Klaviatur der Gene

Ein Beitrag aus der Reihe "Elephants & Butterflies" – Wissenschaft bildhaft auf den Punkt gebracht

Der Neurowissenschaftler und Einstein Visiting Fellow Zoltán Molnár untersucht die Rolle der Gene und der Umwelt für die Entwicklung des menschlichen Gehirns. Besonders beeindruckt ihn ein flüchtiger Zelltyp, der im jungen Gehirn hilft, die neuronalen Schaltkreise aufzubauen – und dann aus gutem Grund verschwindet.

Stellen Sie sich vor, Sie spielen ein Klavierkonzert. Wenn Sie ein paar Tasten entfernen würden, kämen Sie vielleicht durch das Stück, aber der Klang wäre bisweilen wohl unerträglich. Ähnliches kann mit der Genaktivierung während der Gehirnentwicklung passieren. Wir alle haben Tasten, die uns bei der Zeugung mitgegeben werden, und meist kommen wir ohne größere Schwierigkeiten durch das Konzert des Lebens. Doch es kann verheerend sein, wenn eine bestimmte Taste fehlt. Schon die veränderte Expression eines einzelnen Gens kann fatale Folgen für die Entwicklung des Gehirns haben. 

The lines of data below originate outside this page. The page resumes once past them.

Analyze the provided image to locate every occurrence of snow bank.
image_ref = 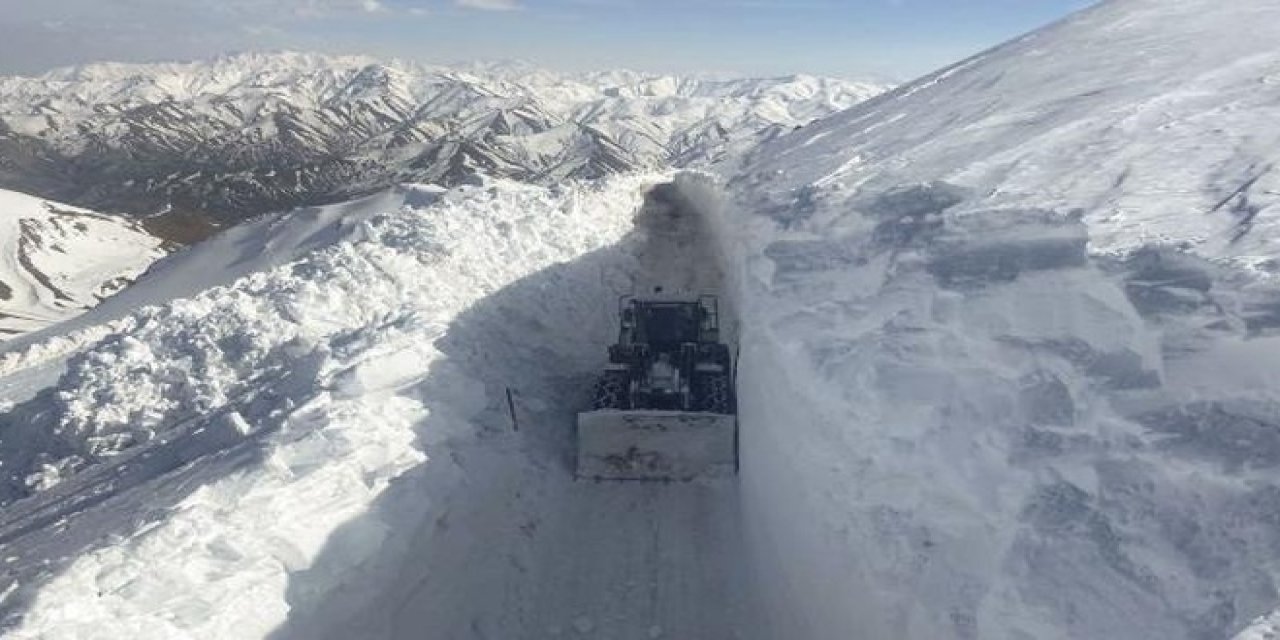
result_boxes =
[4,178,644,639]
[677,158,1280,639]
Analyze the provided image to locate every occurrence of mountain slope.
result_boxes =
[0,54,883,220]
[686,0,1280,640]
[0,191,164,339]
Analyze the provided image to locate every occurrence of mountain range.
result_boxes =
[0,52,887,226]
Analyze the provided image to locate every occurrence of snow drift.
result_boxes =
[0,0,1280,640]
[0,178,748,639]
[680,0,1280,639]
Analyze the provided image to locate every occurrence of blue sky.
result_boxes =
[0,0,1092,79]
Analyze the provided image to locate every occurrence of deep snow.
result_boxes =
[0,178,750,637]
[0,0,1280,640]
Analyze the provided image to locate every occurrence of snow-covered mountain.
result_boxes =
[0,0,1280,640]
[708,0,1280,640]
[0,189,165,339]
[0,54,884,225]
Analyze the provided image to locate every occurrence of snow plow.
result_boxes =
[577,296,737,480]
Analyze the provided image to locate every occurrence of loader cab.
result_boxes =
[618,296,719,351]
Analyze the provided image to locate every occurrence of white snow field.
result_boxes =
[0,189,164,339]
[0,0,1280,640]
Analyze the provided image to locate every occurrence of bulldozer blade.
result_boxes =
[577,411,737,480]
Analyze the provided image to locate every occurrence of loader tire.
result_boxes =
[694,374,733,415]
[591,371,627,410]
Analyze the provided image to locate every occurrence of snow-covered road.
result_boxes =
[274,186,750,640]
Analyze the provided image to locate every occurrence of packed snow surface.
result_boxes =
[0,0,1280,640]
[0,178,746,639]
[0,189,164,339]
[682,0,1280,640]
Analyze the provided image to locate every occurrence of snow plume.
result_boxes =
[0,179,644,639]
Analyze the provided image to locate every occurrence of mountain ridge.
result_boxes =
[0,52,887,223]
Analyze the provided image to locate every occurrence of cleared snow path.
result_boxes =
[273,186,749,639]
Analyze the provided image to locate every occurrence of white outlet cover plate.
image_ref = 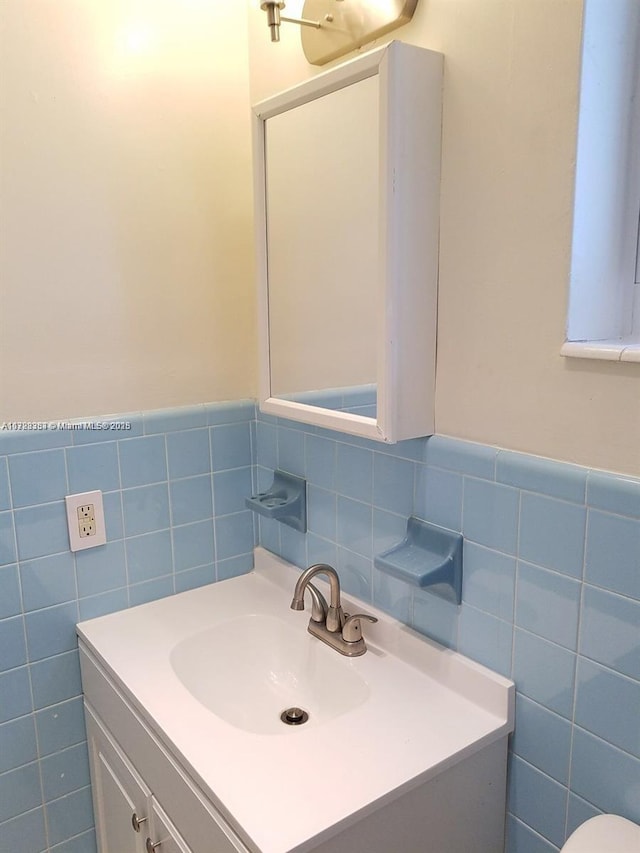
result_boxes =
[64,491,107,551]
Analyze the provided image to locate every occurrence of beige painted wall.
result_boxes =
[0,0,256,421]
[249,0,640,474]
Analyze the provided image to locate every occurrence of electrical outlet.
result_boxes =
[65,491,107,551]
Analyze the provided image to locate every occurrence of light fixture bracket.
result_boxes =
[260,0,418,65]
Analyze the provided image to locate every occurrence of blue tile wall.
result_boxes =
[0,401,640,853]
[0,401,256,853]
[255,415,640,853]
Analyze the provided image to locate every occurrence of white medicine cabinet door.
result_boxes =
[87,714,151,853]
[253,41,443,442]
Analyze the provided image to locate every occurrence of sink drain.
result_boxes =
[280,708,309,726]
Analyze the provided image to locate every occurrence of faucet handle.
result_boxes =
[307,583,329,623]
[342,613,378,643]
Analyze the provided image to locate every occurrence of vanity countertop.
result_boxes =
[77,548,514,853]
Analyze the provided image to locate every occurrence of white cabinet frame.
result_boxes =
[253,41,443,442]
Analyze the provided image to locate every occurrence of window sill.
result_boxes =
[560,341,640,363]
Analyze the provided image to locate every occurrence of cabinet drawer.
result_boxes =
[80,643,250,853]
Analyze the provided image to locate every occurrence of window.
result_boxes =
[562,0,640,362]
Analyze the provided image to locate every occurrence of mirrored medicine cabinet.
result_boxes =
[253,41,443,442]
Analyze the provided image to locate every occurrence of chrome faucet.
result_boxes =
[291,563,378,657]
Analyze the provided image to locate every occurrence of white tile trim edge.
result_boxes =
[560,341,640,363]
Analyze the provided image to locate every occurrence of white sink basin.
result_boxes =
[169,613,370,734]
[78,548,514,853]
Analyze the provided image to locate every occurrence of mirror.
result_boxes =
[254,42,442,441]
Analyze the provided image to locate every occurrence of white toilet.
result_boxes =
[562,815,640,853]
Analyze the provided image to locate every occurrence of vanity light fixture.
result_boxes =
[260,0,418,65]
[260,0,322,41]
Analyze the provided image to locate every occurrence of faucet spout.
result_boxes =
[291,563,345,633]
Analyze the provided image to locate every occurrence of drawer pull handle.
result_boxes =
[131,812,146,832]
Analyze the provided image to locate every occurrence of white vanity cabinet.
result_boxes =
[80,644,249,853]
[77,549,514,853]
[85,706,195,853]
[85,708,151,853]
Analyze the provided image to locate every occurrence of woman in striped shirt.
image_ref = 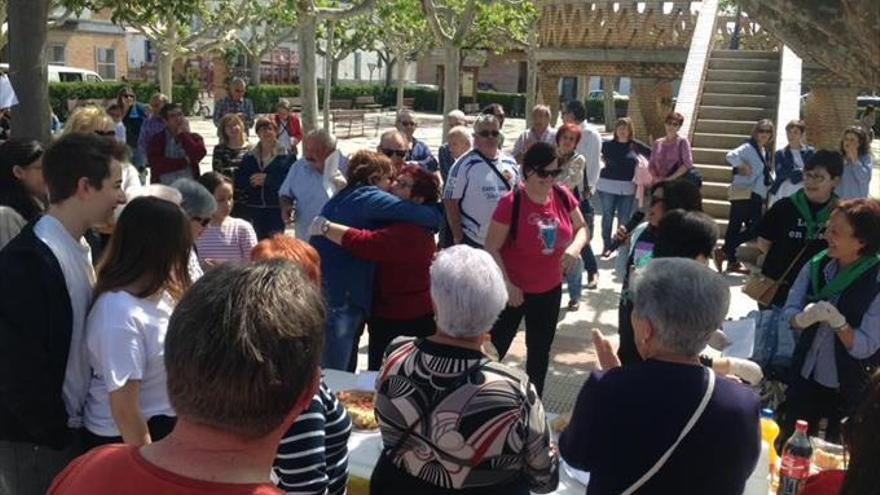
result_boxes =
[196,172,257,269]
[251,234,351,495]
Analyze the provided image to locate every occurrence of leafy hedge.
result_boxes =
[49,82,199,120]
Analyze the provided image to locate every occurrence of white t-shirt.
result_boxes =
[84,291,175,437]
[443,150,519,244]
[34,215,95,428]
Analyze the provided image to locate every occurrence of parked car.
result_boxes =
[0,63,104,82]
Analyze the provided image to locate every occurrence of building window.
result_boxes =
[46,45,66,65]
[95,48,116,79]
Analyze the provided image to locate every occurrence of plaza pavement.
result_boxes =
[190,112,880,413]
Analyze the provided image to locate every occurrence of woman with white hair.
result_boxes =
[559,258,760,495]
[370,245,559,495]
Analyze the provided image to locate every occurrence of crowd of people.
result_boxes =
[0,79,880,495]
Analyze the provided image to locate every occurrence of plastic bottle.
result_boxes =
[761,409,779,477]
[777,419,813,495]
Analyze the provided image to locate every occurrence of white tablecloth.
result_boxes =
[324,370,587,495]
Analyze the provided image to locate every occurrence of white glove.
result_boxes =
[309,215,327,236]
[727,357,764,385]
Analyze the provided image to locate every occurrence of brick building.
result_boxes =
[46,11,128,80]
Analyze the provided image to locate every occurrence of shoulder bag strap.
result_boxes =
[383,358,489,459]
[622,368,715,495]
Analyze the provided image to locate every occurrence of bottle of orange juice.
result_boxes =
[761,409,779,478]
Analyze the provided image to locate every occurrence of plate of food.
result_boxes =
[336,390,379,432]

Ich beschäftige mich damit, wie die Komponenten unseres Nervensystems geboren werden, wie sie wandern, zusammengesetzt und aufeinander abgestimmt werden, um ihre Funktionen erfüllen zu können, wie ihre Verbindungen im weiteren Verlauf plastisch bleiben und wie sie schließlich entsorgt werden, wenn sie nicht mehr gebraucht werden. Ich möchte verstehen, inwieweit die Rechenfunktionen des Gehirns durch die Entfaltung des genetischen Programms bestimmt und andererseits durch die Umwelt beeinflusst werden. Denn während sich unser Gehirn entwickelt, wird unsere gesamte Lebenserfahrung darin eingebettet, insbesondere in der Großhirnrinde. All unsere Erfahrungen prägen das Gehirn – wie viele Sprachen wir sprechen, ob wir Tennis spielen und dabei unsere rechte oder linke Hand benutzen. 

Anders als ein Computer wird das Gehirn konstruiert, während es bereits eingeschaltet ist und Programme ablaufen, die für seinen Aufbau nötig sind. Während dieser Montage der neuronalen Schaltkreise ist ein früh geborener Zelltyp, die sogenannte Subplatte, aktiv. In gewisser Weise fungieren diese Zellen als dynamische Gerüste für den Aufbau der dauerhafteren Zellen. Sie sind die ersten Empfänger von Input in der Großhirnrinde und beginnen mit der Verarbeitung der Informationen, während der Rest der Gehirnzellen noch gar nicht geboren ist. Sobald ihre Arbeit beendet ist, verschwinden die meisten von ihnen wieder. Aber bei Menschen mit kognitiven Störungen, etwa Schizophrenie, Autismus oder Epilepsie, überleben viel mehr dieser Zellen.

Das sich entwickelnde Gehirn ist eine völlig andere Struktur als das eines Erwachsenen und folgt anderen Regeln

Die Erforschung neurologischer Entwicklungsstörungen ist extrem wichtig, weil sie einen gewaltigen Einfluss auf das gesamte Leben der Betroffenen und ihrer Familien haben können. Wir brauchen Grundlagenforschung am jungen Gehirn, um ihre Mechanismen zu verstehen. Denn das sich entwickelnde Gehirn ist nicht nur eine kleinere Version des erwachsenen; es ist eine völlig andere Struktur mit anderen Regeln. In Berlin versuchen wir zu verstehen, welche Folgen es hat, wenn die Subplatten in größerer Zahl bestehen bleiben und inwieweit kognitive Dysfunktionen die Folge sein können. 

Einige der Tasten auf unserem genetischen Klavier werden nur in den frühesten Stadien des Lebenskonzertes benötigt, wenn das Gehirn entsteht. Doch diese Tasten sind ganz wesentlich, um ein melodisches und harmonisches Material aufzubauen, das für den Rest des Stückes entscheidend ist. Über Millionen und Abermillionen von Jahren der Selektion haben wir dieses extrem leistungsfähige, großartige Rechengerät in unseren Köpfen entwickelt, das bestens geeignet ist, Kreativität in Kunst und Wissenschaft entstehen zu lassen – vorausgesetzt, wir haben alle Tasten beisammen und den richtigen Input von den frühesten Stadien der Entwicklung an. Der Rest hängt davon ab, wofür unser Rechengerät verwenden.